Asian neighbors hastened to ban or recall dairy products from China because of the spreading milk powder scandal. Japan, Taiwan, Singapore, Malaysia, Brunei, and Hong Kong all acted out of concern that the products may be tainted with the chemical melamine. The director of China's food-quality agency resigned Monday, a year after the system had been overhauled because of tainted toothpaste and pet food exports. The government raised the number of infants sickened from drinking formula made from the tainted milk powder to 53,000.

Only a late change in plans kept Pakistan's entire government leadership and top military commanders from being in a luxury hotel in Islamabad when it was devastated by a terrorist bomb, reports said Monday. The group was to have been the guests of the speaker of parliament at the Marriott Hotel at the time of the blast Saturday, but the venue was shifted to the home of Prime Minister Syed Yusuf Riza Gilani, a government spokesman said. At least 53 people were killed in the blast; 266 others were hurt.

An intensive investigation into the Marriott Hotel attack was under way, and the government pledged to raid militant "hot spots" along the border with Afghanistan. But in the northwestern city of Peshawar, gunmen intercepted a car carrying Afghan Ambassador Abdul Khaliq Farahi Monday, taking him hostage and killing his driver.

Members of parliament in South Africa agreed that President Thabo Mbeki's resignation will take effect Thursday. The ruling African National Congress (ANC) appeared ready to appoint its deputy leader, Kgalema Motlanthe, a onetime student activist, to succeed Mbeki until next year's national election. ANC chief Jacob Zuma sought to reassure South Africans Monday that the leadership transition "will be managed with care and precision."

Mortar shells fell on a market and on two African Union peacekeeping bases in Somalia's capital Monday, killing at least 27 people and wounding dozens of others. Suspicion fell on resurgent Islamist militants with ties to Al Qaeda who appear to be gaining in their quest to regain control of the troubled nation since being driven out of the capital in December 2006.

A car bomb explosion killed a vacationing Army general in northern Spain early Monday, the third attack blamed on Basque militants in 24 hours. Six other people were hurt, one of them critically, in what appeared to be a stepped-up offensive by the ETA separatist movement. The victims had been lured into evacuating a military academy at the time of the explosion because of a warning telephoned by a caller claiming to represent ETA.

Preliminary findings were to be released Monday after an investigation into the deaths of 13 newborn babies on the same night in a single hospital in Izmir, Turkey.
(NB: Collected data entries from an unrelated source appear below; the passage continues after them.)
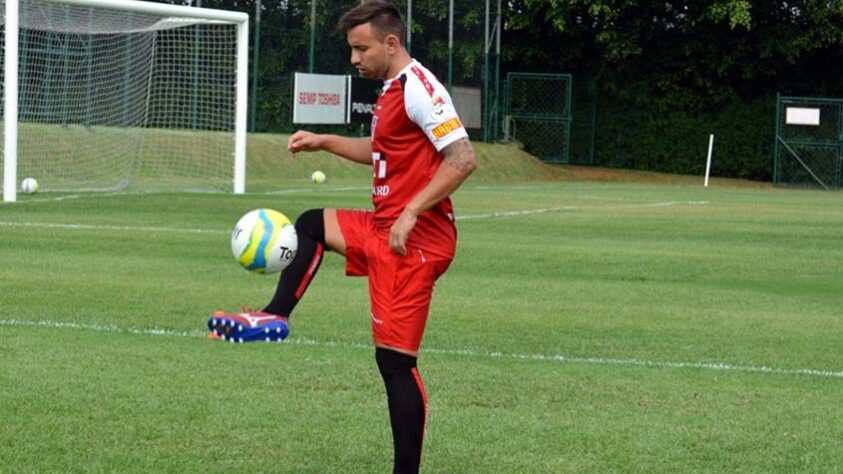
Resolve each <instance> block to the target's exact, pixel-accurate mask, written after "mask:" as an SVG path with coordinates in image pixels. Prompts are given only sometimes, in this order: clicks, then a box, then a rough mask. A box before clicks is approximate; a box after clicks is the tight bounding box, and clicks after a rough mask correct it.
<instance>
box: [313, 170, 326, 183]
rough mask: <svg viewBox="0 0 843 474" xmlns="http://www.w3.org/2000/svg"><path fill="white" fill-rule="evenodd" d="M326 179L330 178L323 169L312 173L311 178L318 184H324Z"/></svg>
mask: <svg viewBox="0 0 843 474" xmlns="http://www.w3.org/2000/svg"><path fill="white" fill-rule="evenodd" d="M326 179H328V177H327V176H325V173H323V172H321V171H314V172H313V174H312V175H310V180H311V181H313V182H314V183H316V184H322V183H324V182H325V180H326Z"/></svg>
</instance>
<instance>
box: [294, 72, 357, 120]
mask: <svg viewBox="0 0 843 474" xmlns="http://www.w3.org/2000/svg"><path fill="white" fill-rule="evenodd" d="M347 83H348V76H344V75H343V76H336V75H330V74H306V73H300V72H297V73H296V74H295V85H294V88H293V123H346V105H345V103H346V102H345V101H346V97H347V96H348V94H347V93H346V87H347Z"/></svg>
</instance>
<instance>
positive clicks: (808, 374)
mask: <svg viewBox="0 0 843 474" xmlns="http://www.w3.org/2000/svg"><path fill="white" fill-rule="evenodd" d="M0 326H18V327H37V328H46V329H75V330H82V331H94V332H104V333H112V334H135V335H142V336H169V337H188V338H206V337H207V335H208V333H207V331H198V330H197V331H176V330H173V329H162V328H137V327H129V328H121V327H118V326H113V325H100V324H80V323H73V322H66V321H48V320H40V321H23V320H17V319H0ZM214 343H216V344H223V342H214ZM283 343H284V344H292V345H305V346H324V347H339V348H344V349H363V350H371V349H372V346H371V345H370V344H348V343H343V342H338V341H319V340H316V339H310V338H307V337H293V338H290V339H288V340H286V341H284V342H283ZM422 352H423V353H424V354H438V355H455V356H463V357H469V358H472V357H477V358H503V359H516V360H525V361H535V362H560V363H574V364H599V365H619V366H627V367H653V368H662V369H693V370H714V371H722V372H758V373H765V374H771V375H807V376H815V377H836V378H843V370H840V371H838V372H834V371H829V370H819V369H779V368H775V367H751V366H750V367H747V366H739V365H732V364H728V363H704V362H669V361H654V360H636V359H613V358H606V357H598V356H594V357H571V356H566V355H561V354H508V353H504V352H478V351H473V350H468V349H441V348H435V347H432V348H431V347H425V348H423V350H422Z"/></svg>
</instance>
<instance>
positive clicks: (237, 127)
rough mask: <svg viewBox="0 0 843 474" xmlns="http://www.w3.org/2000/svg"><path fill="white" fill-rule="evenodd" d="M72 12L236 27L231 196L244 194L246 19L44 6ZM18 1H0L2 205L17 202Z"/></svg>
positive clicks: (222, 13) (18, 22) (109, 3)
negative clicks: (2, 39)
mask: <svg viewBox="0 0 843 474" xmlns="http://www.w3.org/2000/svg"><path fill="white" fill-rule="evenodd" d="M48 1H49V2H50V3H55V4H63V5H68V6H72V7H83V8H96V9H103V10H110V11H121V12H132V13H139V14H154V15H160V16H165V17H174V18H184V19H194V20H201V21H202V22H203V23H225V24H233V25H235V26H236V31H237V32H236V37H237V45H236V87H235V108H234V109H235V119H234V157H233V158H234V159H233V168H234V169H233V176H234V178H233V192H234V193H235V194H242V193H244V192H245V177H246V119H247V100H248V89H247V87H248V86H247V84H248V40H249V16H248V14H246V13H242V12H231V11H223V10H214V9H208V8H195V7H187V6H180V5H169V4H161V3H148V2H143V1H139V0H48ZM20 2H21V0H3V3H4V4H5V19H4V21H5V25H4V35H5V44H4V49H5V51H4V68H3V76H4V77H3V80H4V85H5V87H4V97H3V100H4V147H3V151H4V163H3V201H5V202H11V201H15V200H16V199H17V181H18V176H17V174H18V173H17V170H18V167H17V162H18V149H17V145H18V117H19V115H18V113H19V104H18V100H19V97H18V94H19V83H18V80H19V77H18V74H19V71H18V69H19V42H18V39H19V38H18V37H19V33H20V24H19V21H20V19H19V15H20Z"/></svg>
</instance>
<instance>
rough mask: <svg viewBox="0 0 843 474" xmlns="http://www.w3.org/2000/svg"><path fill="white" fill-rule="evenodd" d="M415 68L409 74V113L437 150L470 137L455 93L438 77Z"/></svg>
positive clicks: (425, 71)
mask: <svg viewBox="0 0 843 474" xmlns="http://www.w3.org/2000/svg"><path fill="white" fill-rule="evenodd" d="M428 74H429V73H426V71H423V70H422V69H416V68H414V69H413V70H412V71H411V72H409V73H408V74H407V76H408V80H407V83H406V89H405V90H404V104H405V107H406V109H407V116H408V117H410V120H412V121H413V122H414V123H415V124H416V125H418V126H419V128H421V129H422V130H424V133H425V135H427V138H428V140H430V142H431V143H433V146H434V147H435V148H436V151H442V149H443V148H445V147H446V146H448V145H450V144H451V143H454V142H455V141H457V140H459V139H460V138H465V137H467V136H468V132H466V130H465V127H463V125H462V122H461V121H460V118H459V117H458V116H457V111H456V109H455V108H454V103H453V101H452V100H451V95H450V94H448V91H447V89H445V86H443V85H442V84H441V83H440V82H439V81H438V80H436V78H435V77H428Z"/></svg>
Prime Minister Recep Tayyip Ergodan suggested that "neglect" may have been a contributing factor. All of the infants were born prematurely. In an almost identical incident, 27 newborns died at a state-run hospital in Ankara, the capital, over a two-week period in late July and early August.

Eleven foreign tourists and their guides have been abducted in southern Egypt and taken across the border to an unknown destination in Sudan, reports said Monday. There was no word on the identities of the kidnappers, although speculation centered on tribesmen who may demand a ransom for release of the hostages. Five of the tourists are Italians, five are Germans, and one is a Romanian national, the reports said.